10th May 2017 / 4 minute read

empathy in ux

A design is pointless… without understanding our user’s needs, emotions and experiences. To properly communicate with the right target audience, you must take place of the consumer, watching and evolving with them. Increasing user conversion doesn’t have to be complicated, it all just depends on whether you are ready to listen and adapt to a changing audience. There are some key rules when it comes to creating a fulfilling user experience using empathy, they are as follows…

Have an open mind

Stop picking out the feedback you want to hear and listen to who really matters: the consumer. UX designers can learn a lot from testing, including problems, suggestions and adaptations to existing ideas. This gives you the opportunity to really fine tune your design to tread over competing brands.
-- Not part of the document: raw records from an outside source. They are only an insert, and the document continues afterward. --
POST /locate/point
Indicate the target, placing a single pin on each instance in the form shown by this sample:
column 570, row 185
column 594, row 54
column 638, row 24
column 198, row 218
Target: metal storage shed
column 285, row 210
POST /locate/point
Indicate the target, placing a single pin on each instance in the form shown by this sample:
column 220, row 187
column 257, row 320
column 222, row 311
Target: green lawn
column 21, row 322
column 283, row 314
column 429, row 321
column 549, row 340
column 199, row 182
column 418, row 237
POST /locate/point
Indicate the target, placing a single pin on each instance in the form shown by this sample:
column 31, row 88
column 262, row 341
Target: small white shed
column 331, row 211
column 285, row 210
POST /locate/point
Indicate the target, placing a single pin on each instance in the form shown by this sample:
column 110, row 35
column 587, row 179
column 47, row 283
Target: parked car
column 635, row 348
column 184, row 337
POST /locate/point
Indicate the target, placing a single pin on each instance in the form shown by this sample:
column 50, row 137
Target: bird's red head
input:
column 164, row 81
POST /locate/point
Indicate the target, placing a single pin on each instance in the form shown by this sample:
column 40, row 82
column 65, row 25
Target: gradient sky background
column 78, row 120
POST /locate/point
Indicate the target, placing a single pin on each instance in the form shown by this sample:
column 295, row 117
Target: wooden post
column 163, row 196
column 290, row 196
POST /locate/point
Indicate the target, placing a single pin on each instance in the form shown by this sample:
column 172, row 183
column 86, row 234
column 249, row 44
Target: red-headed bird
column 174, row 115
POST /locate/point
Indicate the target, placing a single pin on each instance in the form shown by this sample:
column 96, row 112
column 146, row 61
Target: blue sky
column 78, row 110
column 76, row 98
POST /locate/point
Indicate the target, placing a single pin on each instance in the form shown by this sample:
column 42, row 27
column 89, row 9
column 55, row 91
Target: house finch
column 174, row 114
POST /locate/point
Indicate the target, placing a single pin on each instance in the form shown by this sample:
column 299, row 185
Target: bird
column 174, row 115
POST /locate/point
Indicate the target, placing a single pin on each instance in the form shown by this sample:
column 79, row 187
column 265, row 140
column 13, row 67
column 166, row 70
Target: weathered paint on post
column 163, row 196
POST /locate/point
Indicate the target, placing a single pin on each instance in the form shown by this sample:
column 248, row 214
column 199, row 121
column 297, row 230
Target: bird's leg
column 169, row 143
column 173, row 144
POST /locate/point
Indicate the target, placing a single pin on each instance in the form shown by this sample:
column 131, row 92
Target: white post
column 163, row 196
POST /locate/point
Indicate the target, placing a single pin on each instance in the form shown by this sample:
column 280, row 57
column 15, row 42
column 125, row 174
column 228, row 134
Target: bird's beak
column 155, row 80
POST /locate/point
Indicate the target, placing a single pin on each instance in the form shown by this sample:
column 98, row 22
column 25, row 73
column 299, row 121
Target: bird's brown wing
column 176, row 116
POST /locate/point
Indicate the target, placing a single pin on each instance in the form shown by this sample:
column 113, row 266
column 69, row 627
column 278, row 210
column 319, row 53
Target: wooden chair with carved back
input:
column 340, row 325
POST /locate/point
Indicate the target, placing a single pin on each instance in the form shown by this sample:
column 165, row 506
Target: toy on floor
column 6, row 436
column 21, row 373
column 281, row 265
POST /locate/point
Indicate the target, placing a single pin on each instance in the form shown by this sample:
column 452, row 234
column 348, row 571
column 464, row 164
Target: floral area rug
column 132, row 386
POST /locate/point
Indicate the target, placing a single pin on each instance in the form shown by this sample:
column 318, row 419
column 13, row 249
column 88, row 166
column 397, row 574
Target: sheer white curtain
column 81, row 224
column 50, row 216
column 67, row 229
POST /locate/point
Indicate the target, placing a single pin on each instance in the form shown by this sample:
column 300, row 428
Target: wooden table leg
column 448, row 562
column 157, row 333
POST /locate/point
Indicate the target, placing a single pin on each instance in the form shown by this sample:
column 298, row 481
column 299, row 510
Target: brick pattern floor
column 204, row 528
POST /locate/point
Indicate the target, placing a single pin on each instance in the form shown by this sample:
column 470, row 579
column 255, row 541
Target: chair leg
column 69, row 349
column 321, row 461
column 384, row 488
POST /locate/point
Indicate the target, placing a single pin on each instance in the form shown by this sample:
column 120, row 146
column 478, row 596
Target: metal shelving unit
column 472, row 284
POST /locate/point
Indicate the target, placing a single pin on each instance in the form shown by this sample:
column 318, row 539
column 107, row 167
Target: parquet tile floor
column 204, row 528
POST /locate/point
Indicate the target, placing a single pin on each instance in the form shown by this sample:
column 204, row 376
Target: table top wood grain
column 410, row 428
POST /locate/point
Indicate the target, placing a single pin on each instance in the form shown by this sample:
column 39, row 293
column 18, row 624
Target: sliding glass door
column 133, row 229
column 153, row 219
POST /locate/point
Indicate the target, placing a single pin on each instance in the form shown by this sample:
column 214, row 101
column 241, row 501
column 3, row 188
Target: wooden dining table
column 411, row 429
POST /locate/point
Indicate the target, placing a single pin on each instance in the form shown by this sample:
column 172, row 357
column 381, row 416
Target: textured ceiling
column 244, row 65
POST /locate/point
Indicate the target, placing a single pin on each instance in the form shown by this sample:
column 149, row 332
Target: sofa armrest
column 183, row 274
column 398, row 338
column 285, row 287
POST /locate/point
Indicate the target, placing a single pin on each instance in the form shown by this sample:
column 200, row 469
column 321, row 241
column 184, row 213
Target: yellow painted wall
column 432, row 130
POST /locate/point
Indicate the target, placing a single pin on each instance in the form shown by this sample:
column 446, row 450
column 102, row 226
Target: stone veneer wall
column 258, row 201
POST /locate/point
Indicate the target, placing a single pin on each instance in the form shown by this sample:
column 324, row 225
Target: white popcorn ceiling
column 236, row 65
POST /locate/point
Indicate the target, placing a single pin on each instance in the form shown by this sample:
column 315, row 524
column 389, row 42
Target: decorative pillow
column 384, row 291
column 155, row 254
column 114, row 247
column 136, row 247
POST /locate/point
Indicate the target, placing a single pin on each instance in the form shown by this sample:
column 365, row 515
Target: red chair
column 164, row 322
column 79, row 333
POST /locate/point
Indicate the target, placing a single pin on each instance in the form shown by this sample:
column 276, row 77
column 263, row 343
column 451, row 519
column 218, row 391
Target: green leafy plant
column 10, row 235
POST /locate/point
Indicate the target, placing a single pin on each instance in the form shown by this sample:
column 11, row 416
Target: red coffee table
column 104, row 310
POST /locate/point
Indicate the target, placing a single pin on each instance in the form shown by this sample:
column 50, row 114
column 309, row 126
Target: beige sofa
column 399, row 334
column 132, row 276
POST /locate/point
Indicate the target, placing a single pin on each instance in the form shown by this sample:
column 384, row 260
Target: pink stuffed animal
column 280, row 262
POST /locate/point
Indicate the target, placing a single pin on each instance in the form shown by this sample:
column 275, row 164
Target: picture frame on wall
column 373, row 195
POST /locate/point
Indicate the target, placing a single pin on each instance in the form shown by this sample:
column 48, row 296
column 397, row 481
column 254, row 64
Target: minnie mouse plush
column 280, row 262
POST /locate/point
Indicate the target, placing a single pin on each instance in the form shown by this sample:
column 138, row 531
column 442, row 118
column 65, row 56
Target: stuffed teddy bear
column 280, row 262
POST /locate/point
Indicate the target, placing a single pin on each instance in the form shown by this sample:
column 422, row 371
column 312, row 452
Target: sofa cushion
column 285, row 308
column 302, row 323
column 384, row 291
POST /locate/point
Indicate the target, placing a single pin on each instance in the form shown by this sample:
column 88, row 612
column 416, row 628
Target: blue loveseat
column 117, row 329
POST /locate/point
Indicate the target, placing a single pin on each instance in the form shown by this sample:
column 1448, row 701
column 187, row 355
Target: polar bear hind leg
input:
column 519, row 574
It would be foolish to think your own line of thought is the only one that matters. With 7 billion people on this planet, frustrations vary,  leaving many with unsolved solutions.

Take the visually impaired for example. They might become hindered by an application that has a small, unreadable font size. This could lead them to becoming frustrated at both themselves and the application.

That’s bad UX.

This is why function is necessary, and this is why you need to become your user in order to understand what you can do to help them, remembering that everyone is different and everyone has their own requirements of a product.

“Websites shouldn’t be one size fits all. Based on all the metadata provided, it’s easy to identify unique visitors and offer a “stripped-down” interface where font-sizes and spacing increase to accommodate the eyesight of the elderly, color blindness, or brightness sensitivity. There’s a lot of potential to meet the needs of the user of tomorrow with a more sophisticated design approach.”  – Tomas Jasovsky


Don’t influence the user

User testing in UX is essential, and it’s important not to influence any user’s choice throughout the process, so no persuasive language! keeping questions open ended allows the user to fully express their feeling towards the test product.  Here’s an example…

Don’t: That was a good way to sign new users up, wasn’t it?

Do: Now you’ve signed up as a new user, please let us know how easy or difficult you found it to reach that goal?

The reason it’s called user testing is because it’s a test of the users engagement with the product. It’s entirely useless if you’re forcing words out the users mouth.


So you don’t like the product you’re working on? Tough! It’s time to get in the zone and focus on your end goal, creating a better experience for those who do. It can be physically and emotionally draining to force yourself into this state of empathy, but it enables you to act with respect. It’s a skill that takes time to master, but when done correctly, allows you to become your own target audience. If you can’t fully engage with the product yourself, maybe you shouldn’t be trying to help others do the same.

allow expression

Be a team player

Communication is everything in UX design. From discussing ideas with your team and the users of your product through to conveying information through visual design and language, a UX designer should be approaching work collaboratively, always.

Following these simple yet mandatory rules allows you to better empathise with your target audience, leading to a more complete and focused approach to your product design.

Empathy in UX is key, and here at Equals Collective we make sure our designers are researched and engaged in the product, always following these rules.